Hi, I was just putting some thought into different languages (as I'm reviewing for final exams coming up) and I can not think of a valid pushdown automata to handle the language A = {0^n 1^n 0^n | n >= 0}. This is not a context-free language, am I correct?
+4
A:
I believe you are. It looks quite similar to the language L = { a^i b^i c^i | i > 0 } which the Wikipedia article on the pumping lemma uses as an example of how to prove that a language is not context-free.
SamB
2010-04-11 19:46:52
To the original poster, I would suggest attempting to follow through the same steps of the proof referred to above with the language you're interested in.
Dale Hagglund
2010-04-11 21:14:24
A:
Think of just the {0^n 1^n} part for a second. Replace 0 with ( and 1 with ) and you've got the language of simple nested parentheses, which is a dead give-away that a language is not regular.

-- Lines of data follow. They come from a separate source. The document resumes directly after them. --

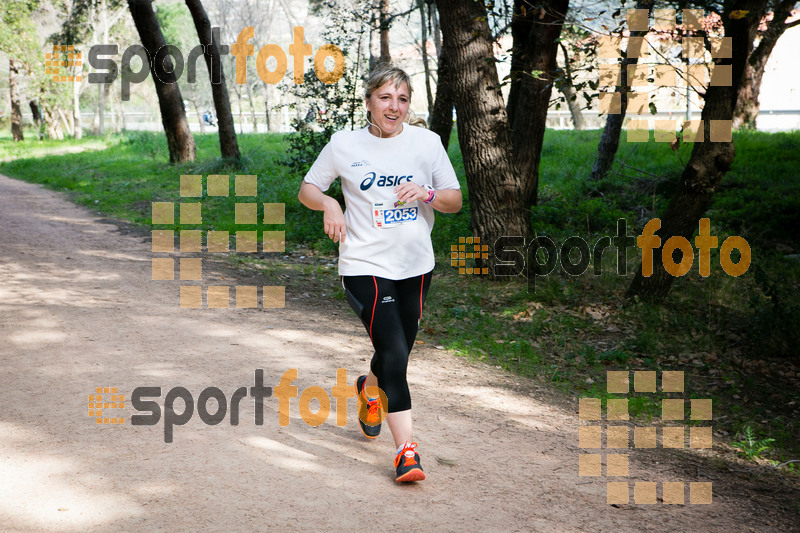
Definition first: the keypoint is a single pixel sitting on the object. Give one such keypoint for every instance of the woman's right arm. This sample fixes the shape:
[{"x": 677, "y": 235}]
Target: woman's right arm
[{"x": 333, "y": 219}]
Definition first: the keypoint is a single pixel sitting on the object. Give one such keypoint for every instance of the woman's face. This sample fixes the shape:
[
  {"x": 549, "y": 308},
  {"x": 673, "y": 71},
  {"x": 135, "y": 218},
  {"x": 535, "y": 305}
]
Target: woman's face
[{"x": 388, "y": 106}]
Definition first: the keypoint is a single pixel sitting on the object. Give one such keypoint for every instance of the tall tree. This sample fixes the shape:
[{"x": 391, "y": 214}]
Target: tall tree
[
  {"x": 16, "y": 106},
  {"x": 385, "y": 20},
  {"x": 173, "y": 115},
  {"x": 535, "y": 28},
  {"x": 498, "y": 208},
  {"x": 609, "y": 141},
  {"x": 747, "y": 104},
  {"x": 710, "y": 159},
  {"x": 229, "y": 147},
  {"x": 440, "y": 119},
  {"x": 566, "y": 85}
]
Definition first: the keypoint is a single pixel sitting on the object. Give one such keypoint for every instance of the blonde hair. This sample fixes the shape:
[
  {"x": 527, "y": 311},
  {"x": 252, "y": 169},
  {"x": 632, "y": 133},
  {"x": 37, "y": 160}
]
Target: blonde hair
[{"x": 386, "y": 73}]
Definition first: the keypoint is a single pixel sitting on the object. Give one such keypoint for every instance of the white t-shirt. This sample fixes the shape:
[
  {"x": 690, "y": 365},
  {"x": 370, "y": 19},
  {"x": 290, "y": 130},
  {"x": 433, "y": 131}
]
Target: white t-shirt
[{"x": 370, "y": 168}]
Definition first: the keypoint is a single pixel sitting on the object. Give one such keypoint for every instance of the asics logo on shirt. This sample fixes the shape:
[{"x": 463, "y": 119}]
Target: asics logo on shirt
[{"x": 382, "y": 181}]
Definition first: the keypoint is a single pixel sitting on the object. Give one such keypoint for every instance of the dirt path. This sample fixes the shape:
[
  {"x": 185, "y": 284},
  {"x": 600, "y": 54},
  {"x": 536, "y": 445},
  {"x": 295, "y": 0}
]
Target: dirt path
[{"x": 78, "y": 310}]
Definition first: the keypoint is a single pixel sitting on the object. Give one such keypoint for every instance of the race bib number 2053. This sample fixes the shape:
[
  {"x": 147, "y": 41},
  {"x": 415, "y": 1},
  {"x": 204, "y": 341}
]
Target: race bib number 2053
[{"x": 384, "y": 216}]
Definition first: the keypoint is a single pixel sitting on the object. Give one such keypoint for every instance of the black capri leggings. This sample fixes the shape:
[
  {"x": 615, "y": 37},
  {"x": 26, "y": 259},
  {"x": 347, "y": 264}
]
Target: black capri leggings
[{"x": 391, "y": 311}]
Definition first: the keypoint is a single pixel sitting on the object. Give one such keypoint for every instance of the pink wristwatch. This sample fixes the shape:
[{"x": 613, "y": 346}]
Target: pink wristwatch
[{"x": 431, "y": 193}]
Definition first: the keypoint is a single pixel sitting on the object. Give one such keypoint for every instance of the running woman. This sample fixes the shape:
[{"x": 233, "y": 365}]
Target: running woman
[{"x": 393, "y": 177}]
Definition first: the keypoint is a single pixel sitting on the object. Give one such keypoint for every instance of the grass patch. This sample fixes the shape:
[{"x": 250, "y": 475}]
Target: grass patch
[{"x": 733, "y": 337}]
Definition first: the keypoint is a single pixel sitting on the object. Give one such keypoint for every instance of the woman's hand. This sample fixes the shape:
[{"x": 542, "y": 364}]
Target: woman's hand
[
  {"x": 410, "y": 191},
  {"x": 333, "y": 220}
]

Adding the final 0^n makes it context-sensitive (i.e. not context-free). Keep in mind that a CFG can be decided my a finite-state computer with a single stack as its only data structure. Seeing a 0 will cause a character to be pushed onto the stack, and seeing a 1 will pop from the stack. This guarantees that there are as many 0's as 1's, but there's no way to then match more 0's.
baddox
2010-04-14 03:19:10